In Splink, you create blocking rules with block_on(), and irelink uses the same function name. The main difference is where the rules are used: Splink passes them into SettingsCreator, while irelink adds them to a spec with il_block_on() or passes them directly to training functions.

# blocking in the spec
spec <- il_spec() |>
  il_compare(first_name, cl_jaro_winkler(0.9, 0.7)) |>
  il_block_on(surname)

# blocking in EM training
model <- il_estimate_em(model, block_on(surname))

Example: side-by-side deduplication

Below is a minimal deduplication example in both Splink and irelink.

splink (Python):

from splink import Linker, SettingsCreator, DuckDBAPI, block_on, splink_datasets
import splink.comparison_library as cl

df = splink_datasets.fake_1000
db_api = DuckDBAPI()

settings = SettingsCreator(
    link_type="dedupe_only",
    comparisons=[
        cl.JaroWinklerAtThresholds("first_name", [0.9, 0.7]),
        cl.JaroWinklerAtThresholds("surname", [0.9, 0.7]),
        cl.ExactMatch("dob"),
    ],
    blocking_rules_to_generate_predictions=[
        block_on("first_name"),
        block_on("surname"),
    ],
)

linker = Linker(df, settings, db_api)
linker.training.estimate_u_using_random_sampling(max_pairs=1e6)
linker.training.estimate_parameters_using_expectation_maximisation(
    block_on("surname")
)

pairwise = linker.inference.predict(threshold_match_probability=0.5)
clusters = linker.clustering.cluster_pairwise_predictions_at_threshold(
    pairwise, 0.95
)

irelink (R):

library(irelink)

df <- fake_1000
con <- DBI::dbConnect(duckdb::duckdb())

spec <- il_spec() |>
  il_compare(first_name, cl_jaro_winkler(0.9, 0.7)) |>
  il_compare(surname, cl_jaro_winkler(0.9, 0.7)) |>
  il_compare(dob, cl_exact()) |>
  il_block_on(first_name) |>
  il_block_on(surname)

model <- il_model(df, spec = spec, con = con)
model <- il_estimate_u(model)
model <- il_estimate_em(model, block_on(surname))

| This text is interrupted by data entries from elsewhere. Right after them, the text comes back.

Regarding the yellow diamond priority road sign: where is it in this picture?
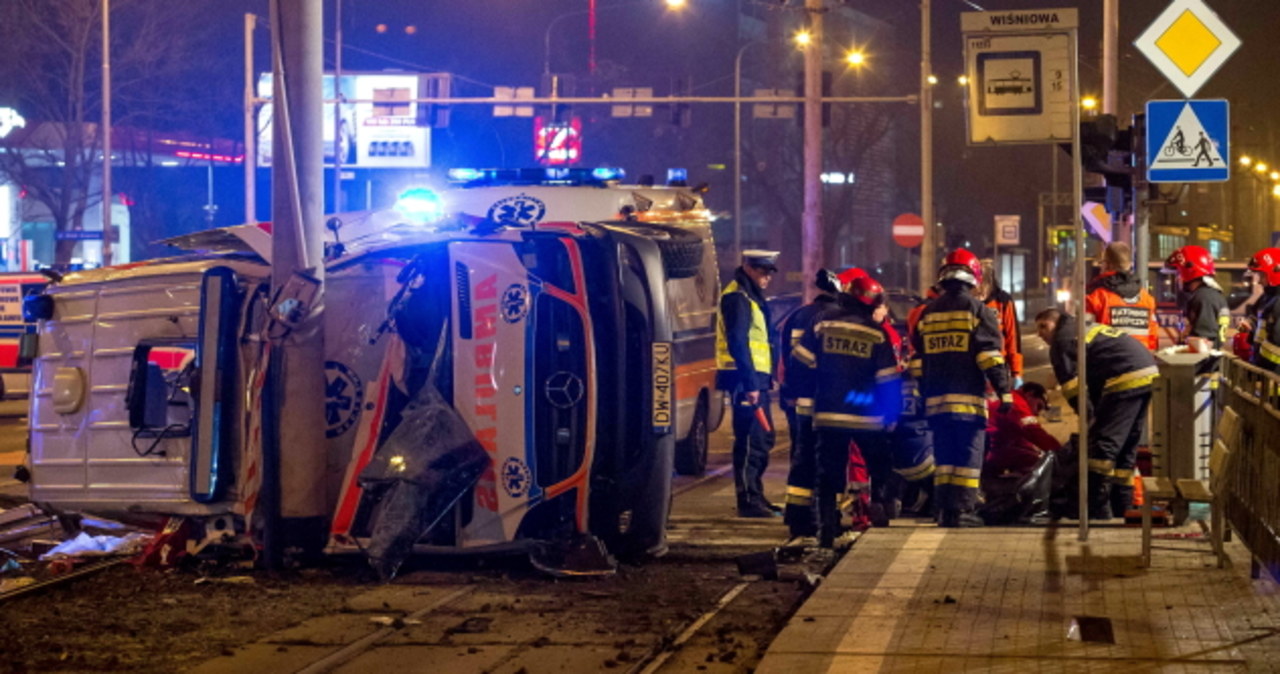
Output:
[1134,0,1240,98]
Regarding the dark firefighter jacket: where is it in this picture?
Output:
[986,288,1023,377]
[1084,271,1160,350]
[778,293,836,406]
[1187,284,1231,349]
[1048,316,1160,412]
[716,267,777,391]
[1253,285,1280,372]
[911,283,1011,423]
[792,294,902,431]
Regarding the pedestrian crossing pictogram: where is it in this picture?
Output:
[1147,101,1230,183]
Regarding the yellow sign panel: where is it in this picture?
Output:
[1134,0,1240,98]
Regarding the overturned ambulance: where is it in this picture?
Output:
[28,173,721,575]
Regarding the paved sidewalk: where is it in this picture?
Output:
[758,521,1280,674]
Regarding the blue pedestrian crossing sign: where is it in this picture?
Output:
[1147,100,1231,183]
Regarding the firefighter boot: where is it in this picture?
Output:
[1111,485,1133,517]
[1089,472,1111,521]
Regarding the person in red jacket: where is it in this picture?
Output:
[983,381,1062,477]
[973,257,1023,388]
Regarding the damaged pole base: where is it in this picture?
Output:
[529,533,618,578]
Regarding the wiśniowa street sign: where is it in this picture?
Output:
[1134,0,1240,98]
[960,9,1078,145]
[1147,100,1231,183]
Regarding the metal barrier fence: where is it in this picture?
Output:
[1212,356,1280,578]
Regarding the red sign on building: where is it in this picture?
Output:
[534,116,582,166]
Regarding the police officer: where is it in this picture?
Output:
[1165,246,1231,349]
[1084,242,1160,350]
[716,251,781,517]
[1249,248,1280,372]
[911,248,1012,527]
[1036,308,1160,519]
[794,276,902,547]
[778,269,840,537]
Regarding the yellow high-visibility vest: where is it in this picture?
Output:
[716,280,773,375]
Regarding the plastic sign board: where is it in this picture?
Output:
[257,73,448,169]
[1134,0,1240,98]
[893,214,924,248]
[996,215,1023,246]
[960,9,1078,145]
[1147,100,1231,183]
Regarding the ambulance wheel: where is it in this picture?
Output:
[676,395,710,476]
[636,224,705,279]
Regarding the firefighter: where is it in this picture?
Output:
[974,257,1023,388]
[778,269,840,537]
[716,251,782,517]
[1249,248,1280,372]
[1165,246,1231,349]
[911,248,1012,527]
[1084,242,1160,350]
[794,276,901,547]
[983,381,1062,476]
[1036,308,1160,519]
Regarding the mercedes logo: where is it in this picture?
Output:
[545,370,586,409]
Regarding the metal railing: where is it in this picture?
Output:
[1213,356,1280,578]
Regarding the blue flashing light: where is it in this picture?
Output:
[591,166,627,182]
[396,187,444,224]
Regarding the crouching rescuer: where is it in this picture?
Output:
[792,278,902,547]
[911,248,1012,527]
[1036,308,1160,519]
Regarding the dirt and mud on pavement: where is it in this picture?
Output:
[0,434,831,674]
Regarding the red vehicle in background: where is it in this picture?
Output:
[0,272,49,399]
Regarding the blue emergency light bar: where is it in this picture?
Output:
[448,166,626,187]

pairs <- predict(model, threshold = 0.5)
clusters <- il_cluster(pairs)

il_cleanup(model)
DBI::dbDisconnect(con, shutdown = TRUE)

The examples above use probability thresholds because those transfer cleanly between Splink and irelink. In Splink, prediction match_weight includes the prior odds. In irelink, match_weight is evidence only, and total_match_weight is the prior-inclusive log2 odds. Keep that difference in mind if you translate match-weight thresholds between the two packages.

Example: finding matches against new records

splink (Python):

new_records = pd.DataFrame([{
    "first_name": "Jhon", "surname": "Smith", "dob": "1990-01-15"
}])
results = linker.inference.find_matches_to_new_records(
    new_records, blocking_rules=[], match_weight_threshold=-10
)

irelink (R):

new_df <- data.frame(
  first_name = "Jhon",
  surname = "Smith",
  dob = "1990-01-15"
)
results <- il_find_matches(model, new_df, threshold = 0.5)

Splink uses a match-weight threshold for this workflow. il_find_matches() filters on posterior match probability. Translate those thresholds with the same caution as in the prediction example above.